Suele decirse que el anfitrión en un Mundial tiene un plus para llegar lejos en el torneo. Lo de este Mundial de Estados Unidos, México y Canadá es un ejemplo palpable. Las tres selecciones siguen vivas, están en octavos de final y quieren más. Bosnia, Ecuador y Sudáfrica ya se han vuelto a casa tras pasar por el diván de los anfitriones que han preparado el Mundial a conciencia y se nota.
La puesta en escena más espectacular es la México. Con el vasco Aguirre a la cabeza han ganado todo y no han encajado un solo gol. En números son la selección más equilibrada del mundial. Tres victorias limpias en la fase de grupos y victoria con suficiencia ante Ecuador, una selección que venía de ganar a Alemania, en el primer cruce. Los goles de Quiñones han dado que hablar y el alma con el que juegan los mejicanos más aún. En octavos se verán las caras ante Inglaterra en un partido tremendo.
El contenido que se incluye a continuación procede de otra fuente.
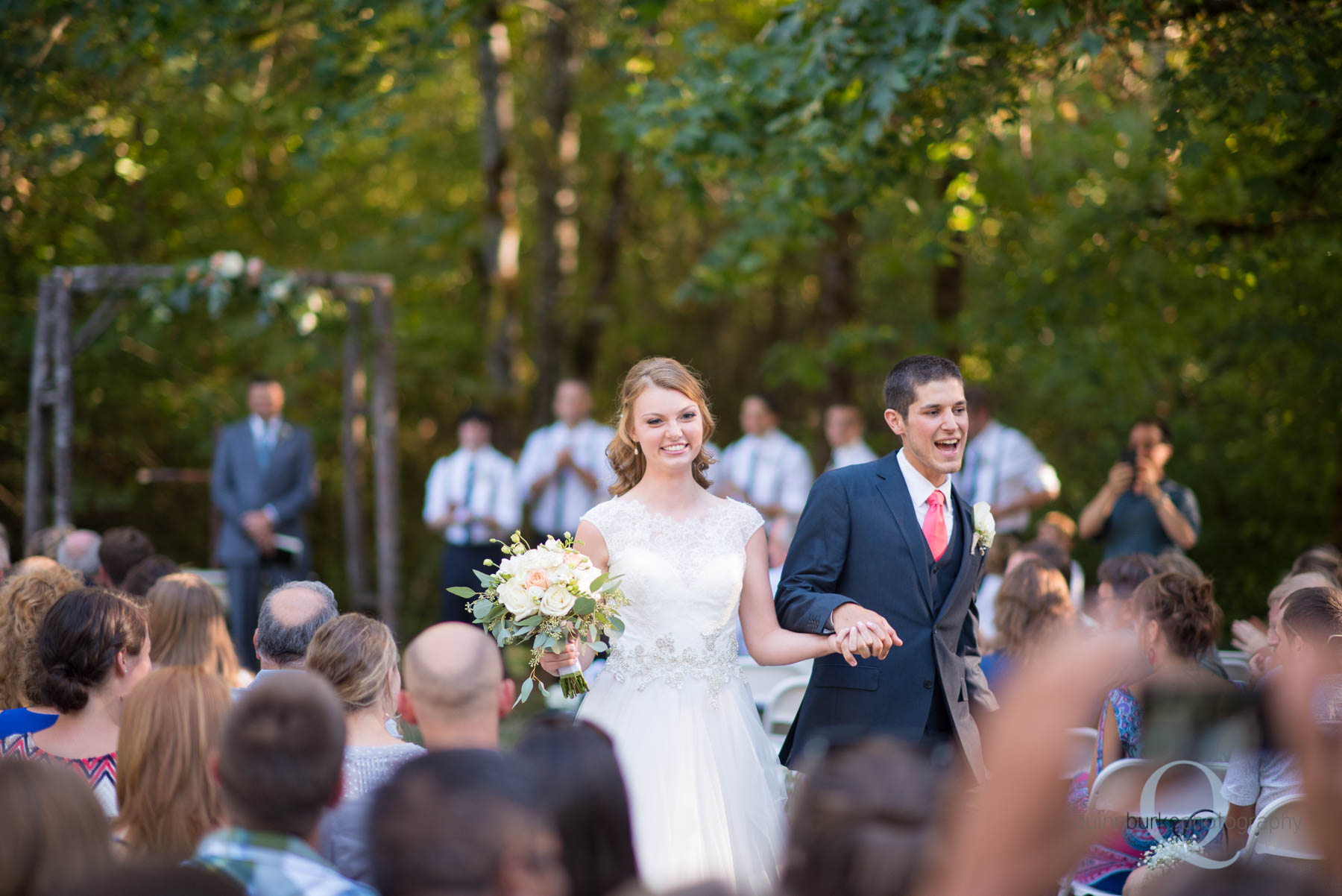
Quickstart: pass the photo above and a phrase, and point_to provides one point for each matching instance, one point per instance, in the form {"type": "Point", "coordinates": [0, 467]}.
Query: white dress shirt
{"type": "Point", "coordinates": [1003, 467]}
{"type": "Point", "coordinates": [919, 490]}
{"type": "Point", "coordinates": [855, 452]}
{"type": "Point", "coordinates": [771, 470]}
{"type": "Point", "coordinates": [481, 483]}
{"type": "Point", "coordinates": [560, 508]}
Si México ha brillado, tampoco ha estado mal el arranque de mundial de Estados Unidos. Su única derrota fue ante la eliminada Turquía en la fase de grupos y cuando ya se habían asegurado el primer puesto. En el primer cruce se deshicieron de Bosnia con bastante suficiencia y ahora en el camino se cruza Bélgica tras su agónica clasificación derrotando a Senegal con un penalti en el último minuto de la prórroga. Opciones tienen de sobra para seguir adelante.
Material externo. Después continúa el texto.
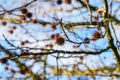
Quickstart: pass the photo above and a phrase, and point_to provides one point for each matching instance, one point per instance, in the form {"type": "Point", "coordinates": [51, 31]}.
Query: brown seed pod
{"type": "Point", "coordinates": [68, 1]}
{"type": "Point", "coordinates": [59, 2]}
{"type": "Point", "coordinates": [96, 36]}
{"type": "Point", "coordinates": [3, 23]}
{"type": "Point", "coordinates": [60, 41]}
{"type": "Point", "coordinates": [24, 11]}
La anfitriona que más ha sufrido ha sido Canadá, pero sigue viva y coleando. Los norteamericanos hicieron una buena fase de grupos, pero clasificarse no fue sencillo. La goleada a Qatar y el empate contra Bosnia les permitió perder ante Suiza sin consecuencias. En el cruce de dieciseisavos ganaron sobre la bocina a Sudáfrica con un gol de Eustaquio y en octavos se las verán con la potente Marruecos que ya apeó del torneo a Países Bajos.